Silicon Valley tech executive ‘creating old-girls network’
Thanks to Facebook COO Sheryl Sandberg and her mega-bestselling book, Lean In, the gender-disparity debate has been front and center for years now in Silicon Valley.
But another executive believes she is taking that concept one step further with her own organization, Upward. Her take: focus a little less on working harder, and a little more on old-fashioned meeting and greeting.
“Work your relationships,” says Lisa Lambert, a VP with Intel Corp.’s venture-capital unit. “Build your own network and work it.”
Upward, in less than two years, has brought in more than 1,500 members, says Lambert, 47. That’s just a fraction of the 21,000 Lean In “circles” or groups, which have been powered by Sandberg’s 72-week ride on the New York Times hardcover best seller list.
But Lambert, with no book in the works, is largely building her organization on word of mouth. She has launched a new chapter in Israel, and plans four more this year, in Bangalore; London; Austin, Texas; and Portland, Oregon.
“I see the disparity between professional men and women all the time in my business, and wanted to help,” said Lambert, who holds an MBA from Harvard University and invests chiefly in software companies.
In venture capital, just 4 percent of senior investing partners are women, according to Pitchbook, a consulting firm. Just 3 percent of companies receiving venture cash have female CEOs, according to a report from Babson College.
Those numbers help explain why gender issues have become such a hot topic, especially in Silicon Valley, at the center of controversies surrounding discrimination faced by women in sectors such as game development. Most big area technology companies report low numbers of female employees, particularly at management levels.
Facebook said last year that just 31 percent of its workforce was female; at senior levels, it was just 23 percent. At Intel, which recently announced it would spend $300 million to boost diversity at the company, it was 24 percent overall and 15 percent at senior levels.
HOW THEY STACK UP
The two organizations work in different ways. Lean In emphasizes hard work, with structured discussions around topics like negotiation and team dynamics. The recommended size of its circles, 8-12, lends itself to bonding more than developing new contacts. Upward holds larger events, sometimes with hundreds of women, and focuses on networking.
Upward also takes a low key approach. At Lean In gatherings, some women Reuters talked with were turned off by what they perceived as a high-pressure atmosphere.
“It was like the worst kind of graduate seminar,” said Debra Hotaling, a communications manager at Ford Motor Co. in Irvine, Calif., about the Lean In meeting she attended in southern California. “You could just see there was that jostling for position, the alpha female.”
In an interview, Sandberg said she is happy with Lean In’s growth, and that she counts networking as an important goal. “People love to write that things are in opposition, and they’re not,” she said, referring to the two groups.

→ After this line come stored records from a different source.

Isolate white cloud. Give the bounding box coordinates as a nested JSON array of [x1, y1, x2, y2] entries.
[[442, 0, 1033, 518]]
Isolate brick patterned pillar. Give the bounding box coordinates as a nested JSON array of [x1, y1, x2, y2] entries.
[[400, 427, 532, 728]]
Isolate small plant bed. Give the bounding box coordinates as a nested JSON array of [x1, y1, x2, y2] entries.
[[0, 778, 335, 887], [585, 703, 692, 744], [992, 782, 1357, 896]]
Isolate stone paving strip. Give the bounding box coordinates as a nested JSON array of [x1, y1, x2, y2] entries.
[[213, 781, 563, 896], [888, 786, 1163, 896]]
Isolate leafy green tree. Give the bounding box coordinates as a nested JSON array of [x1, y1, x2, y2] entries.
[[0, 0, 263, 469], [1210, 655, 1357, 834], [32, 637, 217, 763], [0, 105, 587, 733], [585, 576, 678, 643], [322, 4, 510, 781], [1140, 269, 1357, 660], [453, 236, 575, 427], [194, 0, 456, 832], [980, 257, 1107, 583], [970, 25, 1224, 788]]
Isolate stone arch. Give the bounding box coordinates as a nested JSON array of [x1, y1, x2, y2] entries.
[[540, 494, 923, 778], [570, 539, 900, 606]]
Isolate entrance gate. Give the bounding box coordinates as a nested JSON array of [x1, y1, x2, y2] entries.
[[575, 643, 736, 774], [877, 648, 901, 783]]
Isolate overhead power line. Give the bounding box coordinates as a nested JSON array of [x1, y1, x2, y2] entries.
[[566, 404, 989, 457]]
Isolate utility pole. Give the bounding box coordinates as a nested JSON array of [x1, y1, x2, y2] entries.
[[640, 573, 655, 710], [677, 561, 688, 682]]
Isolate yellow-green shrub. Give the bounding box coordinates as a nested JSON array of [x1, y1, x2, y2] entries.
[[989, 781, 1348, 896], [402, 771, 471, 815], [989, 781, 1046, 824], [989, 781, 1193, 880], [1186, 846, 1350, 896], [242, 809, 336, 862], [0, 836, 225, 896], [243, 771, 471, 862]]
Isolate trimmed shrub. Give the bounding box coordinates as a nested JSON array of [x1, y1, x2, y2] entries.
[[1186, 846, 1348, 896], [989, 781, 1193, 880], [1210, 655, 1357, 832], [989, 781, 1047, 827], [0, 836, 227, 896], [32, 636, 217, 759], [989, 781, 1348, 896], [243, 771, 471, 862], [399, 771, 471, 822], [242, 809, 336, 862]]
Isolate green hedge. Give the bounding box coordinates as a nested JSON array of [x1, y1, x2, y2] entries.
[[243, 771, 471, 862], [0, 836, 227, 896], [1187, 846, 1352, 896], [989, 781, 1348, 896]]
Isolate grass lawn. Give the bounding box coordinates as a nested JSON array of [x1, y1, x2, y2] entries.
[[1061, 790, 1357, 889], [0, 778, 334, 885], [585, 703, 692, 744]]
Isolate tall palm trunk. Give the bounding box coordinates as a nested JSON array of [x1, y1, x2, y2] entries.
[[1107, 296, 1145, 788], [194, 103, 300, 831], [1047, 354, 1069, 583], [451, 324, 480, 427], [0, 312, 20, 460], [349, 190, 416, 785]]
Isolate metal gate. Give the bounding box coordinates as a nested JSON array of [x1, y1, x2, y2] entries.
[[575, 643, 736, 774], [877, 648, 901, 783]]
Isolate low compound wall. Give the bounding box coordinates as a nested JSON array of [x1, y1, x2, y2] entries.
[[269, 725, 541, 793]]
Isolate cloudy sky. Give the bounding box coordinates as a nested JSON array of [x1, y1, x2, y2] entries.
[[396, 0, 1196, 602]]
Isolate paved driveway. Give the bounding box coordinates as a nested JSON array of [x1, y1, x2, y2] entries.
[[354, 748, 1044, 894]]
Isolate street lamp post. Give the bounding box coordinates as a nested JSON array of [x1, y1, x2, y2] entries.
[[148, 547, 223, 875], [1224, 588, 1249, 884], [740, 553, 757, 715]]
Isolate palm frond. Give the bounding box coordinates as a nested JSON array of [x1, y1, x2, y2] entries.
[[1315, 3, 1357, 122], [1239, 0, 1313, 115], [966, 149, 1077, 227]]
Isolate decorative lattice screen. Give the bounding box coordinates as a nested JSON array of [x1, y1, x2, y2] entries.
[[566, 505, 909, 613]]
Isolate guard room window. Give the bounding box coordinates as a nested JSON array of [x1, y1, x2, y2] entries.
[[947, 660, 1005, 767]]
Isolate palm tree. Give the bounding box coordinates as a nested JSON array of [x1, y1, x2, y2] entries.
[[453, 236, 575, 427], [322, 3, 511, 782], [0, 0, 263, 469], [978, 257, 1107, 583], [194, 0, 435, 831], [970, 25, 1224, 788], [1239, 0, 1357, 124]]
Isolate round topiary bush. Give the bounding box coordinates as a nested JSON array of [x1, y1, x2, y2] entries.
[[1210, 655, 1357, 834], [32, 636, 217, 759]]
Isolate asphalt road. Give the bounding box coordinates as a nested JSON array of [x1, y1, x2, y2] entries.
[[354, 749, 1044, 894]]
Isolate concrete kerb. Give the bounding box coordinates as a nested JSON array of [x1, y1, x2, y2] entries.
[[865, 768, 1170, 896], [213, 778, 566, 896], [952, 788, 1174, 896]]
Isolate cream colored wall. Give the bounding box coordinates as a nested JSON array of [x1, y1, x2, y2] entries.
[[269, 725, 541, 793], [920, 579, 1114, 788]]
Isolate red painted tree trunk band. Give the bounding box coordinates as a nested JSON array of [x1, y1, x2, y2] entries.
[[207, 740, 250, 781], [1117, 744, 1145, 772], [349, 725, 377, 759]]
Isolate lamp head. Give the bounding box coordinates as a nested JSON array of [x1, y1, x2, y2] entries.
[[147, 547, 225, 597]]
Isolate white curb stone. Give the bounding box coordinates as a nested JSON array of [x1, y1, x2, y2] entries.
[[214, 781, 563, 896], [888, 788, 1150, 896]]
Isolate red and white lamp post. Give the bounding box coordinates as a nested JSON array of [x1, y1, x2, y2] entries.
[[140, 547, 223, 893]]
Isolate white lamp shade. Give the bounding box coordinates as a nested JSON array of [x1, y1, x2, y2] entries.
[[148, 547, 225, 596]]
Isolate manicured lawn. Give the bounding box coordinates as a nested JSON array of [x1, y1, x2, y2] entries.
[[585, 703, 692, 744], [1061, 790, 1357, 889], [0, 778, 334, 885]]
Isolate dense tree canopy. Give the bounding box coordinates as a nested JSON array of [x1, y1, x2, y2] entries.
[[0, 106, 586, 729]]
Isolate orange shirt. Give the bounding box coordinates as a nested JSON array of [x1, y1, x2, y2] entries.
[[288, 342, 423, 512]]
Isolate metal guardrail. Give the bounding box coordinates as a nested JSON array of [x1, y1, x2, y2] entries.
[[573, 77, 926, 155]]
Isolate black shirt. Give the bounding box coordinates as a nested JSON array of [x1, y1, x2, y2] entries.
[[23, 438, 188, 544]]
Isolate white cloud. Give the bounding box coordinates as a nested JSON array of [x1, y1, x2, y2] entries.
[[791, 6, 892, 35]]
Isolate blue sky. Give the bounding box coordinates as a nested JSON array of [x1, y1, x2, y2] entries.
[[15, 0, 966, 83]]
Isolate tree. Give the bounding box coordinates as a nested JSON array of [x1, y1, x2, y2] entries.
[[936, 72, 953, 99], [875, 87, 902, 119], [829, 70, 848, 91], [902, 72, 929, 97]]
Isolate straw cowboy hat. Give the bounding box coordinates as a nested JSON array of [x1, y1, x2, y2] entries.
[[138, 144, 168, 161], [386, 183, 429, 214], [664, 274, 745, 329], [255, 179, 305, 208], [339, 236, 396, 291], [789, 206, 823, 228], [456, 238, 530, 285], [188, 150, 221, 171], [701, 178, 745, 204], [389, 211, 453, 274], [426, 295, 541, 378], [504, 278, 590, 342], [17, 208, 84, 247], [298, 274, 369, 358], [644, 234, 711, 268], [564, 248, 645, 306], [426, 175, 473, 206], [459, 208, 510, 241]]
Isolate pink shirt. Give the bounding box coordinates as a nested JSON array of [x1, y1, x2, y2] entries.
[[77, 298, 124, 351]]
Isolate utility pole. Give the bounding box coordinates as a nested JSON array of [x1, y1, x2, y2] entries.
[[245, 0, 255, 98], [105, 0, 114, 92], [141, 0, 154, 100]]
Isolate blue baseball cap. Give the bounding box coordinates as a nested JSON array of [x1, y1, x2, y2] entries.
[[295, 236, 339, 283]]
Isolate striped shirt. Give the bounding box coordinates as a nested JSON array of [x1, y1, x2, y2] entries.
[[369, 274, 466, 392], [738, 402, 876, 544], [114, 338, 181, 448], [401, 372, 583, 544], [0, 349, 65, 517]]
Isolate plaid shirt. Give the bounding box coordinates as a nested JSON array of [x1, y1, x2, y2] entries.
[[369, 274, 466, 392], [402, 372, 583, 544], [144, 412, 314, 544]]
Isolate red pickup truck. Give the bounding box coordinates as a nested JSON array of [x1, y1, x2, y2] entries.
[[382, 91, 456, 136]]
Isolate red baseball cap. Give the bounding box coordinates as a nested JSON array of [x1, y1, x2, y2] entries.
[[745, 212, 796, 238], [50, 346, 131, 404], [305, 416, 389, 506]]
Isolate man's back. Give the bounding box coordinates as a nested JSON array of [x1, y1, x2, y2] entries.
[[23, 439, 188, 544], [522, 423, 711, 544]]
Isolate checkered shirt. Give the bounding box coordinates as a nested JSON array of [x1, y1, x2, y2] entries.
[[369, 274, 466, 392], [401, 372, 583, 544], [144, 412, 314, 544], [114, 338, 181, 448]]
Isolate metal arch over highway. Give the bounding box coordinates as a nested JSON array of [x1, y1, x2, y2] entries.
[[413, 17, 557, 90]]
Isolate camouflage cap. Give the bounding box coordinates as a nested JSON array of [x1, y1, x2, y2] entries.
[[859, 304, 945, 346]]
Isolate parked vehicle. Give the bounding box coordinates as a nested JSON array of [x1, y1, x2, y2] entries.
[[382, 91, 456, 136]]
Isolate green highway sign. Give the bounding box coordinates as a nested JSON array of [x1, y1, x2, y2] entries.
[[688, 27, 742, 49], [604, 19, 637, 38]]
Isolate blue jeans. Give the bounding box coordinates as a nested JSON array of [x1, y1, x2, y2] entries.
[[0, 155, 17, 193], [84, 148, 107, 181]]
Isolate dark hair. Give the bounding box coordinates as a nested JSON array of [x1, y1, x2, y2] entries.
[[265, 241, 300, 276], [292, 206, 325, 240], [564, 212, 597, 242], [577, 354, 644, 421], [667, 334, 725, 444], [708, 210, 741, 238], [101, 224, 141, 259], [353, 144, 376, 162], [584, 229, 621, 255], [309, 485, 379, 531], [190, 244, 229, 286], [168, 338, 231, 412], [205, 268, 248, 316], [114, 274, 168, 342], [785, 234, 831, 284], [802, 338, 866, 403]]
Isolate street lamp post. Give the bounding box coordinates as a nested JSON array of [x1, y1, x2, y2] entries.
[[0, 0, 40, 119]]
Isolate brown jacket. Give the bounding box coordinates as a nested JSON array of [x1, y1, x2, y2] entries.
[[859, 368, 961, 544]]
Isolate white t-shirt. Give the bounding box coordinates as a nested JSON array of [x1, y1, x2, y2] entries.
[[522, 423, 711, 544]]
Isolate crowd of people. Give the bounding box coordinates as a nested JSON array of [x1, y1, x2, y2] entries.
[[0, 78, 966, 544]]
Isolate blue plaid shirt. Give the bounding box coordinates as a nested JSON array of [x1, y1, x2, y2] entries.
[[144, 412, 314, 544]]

Lambert also said she viewed Upward as complementary to Lean In. She has even written a blog post for Lean In’s web site about her own career as an African American executive.
At her most recent Bay Area Upward event, more than 600 women filled the banquet rooms of a hotel in San Jose. They started with schmoozing over sliders and chicken satay, moved on to dinner, and then listened while Lambert interviewed former Yahoo chief executive Carol Bartz. Among Bartz’s advice: gain confidence by faking it, assert yourself, and network, something she said she should have done more of in her own career.
“What I like about Lisa’s group is the variety she has there, all kinds of people from every walk of technology,” said entrepreneur Deborah Dennis, who added she has attended every Upward event since its launch. Daniels typically exchanges at least a dozen business cards, and relishes the convivial environment.
While both Upward and Lean In have something to offer women executives, critics say groups like these shouldn’t let corporations off the hook.
“We don’t think the solution for promoting women is getting them to do more of anything much,” said Avivah Wittenberg-Cox, a London-based diversity consultant. “It’s getting leaders to be better at managing at women’s careers.”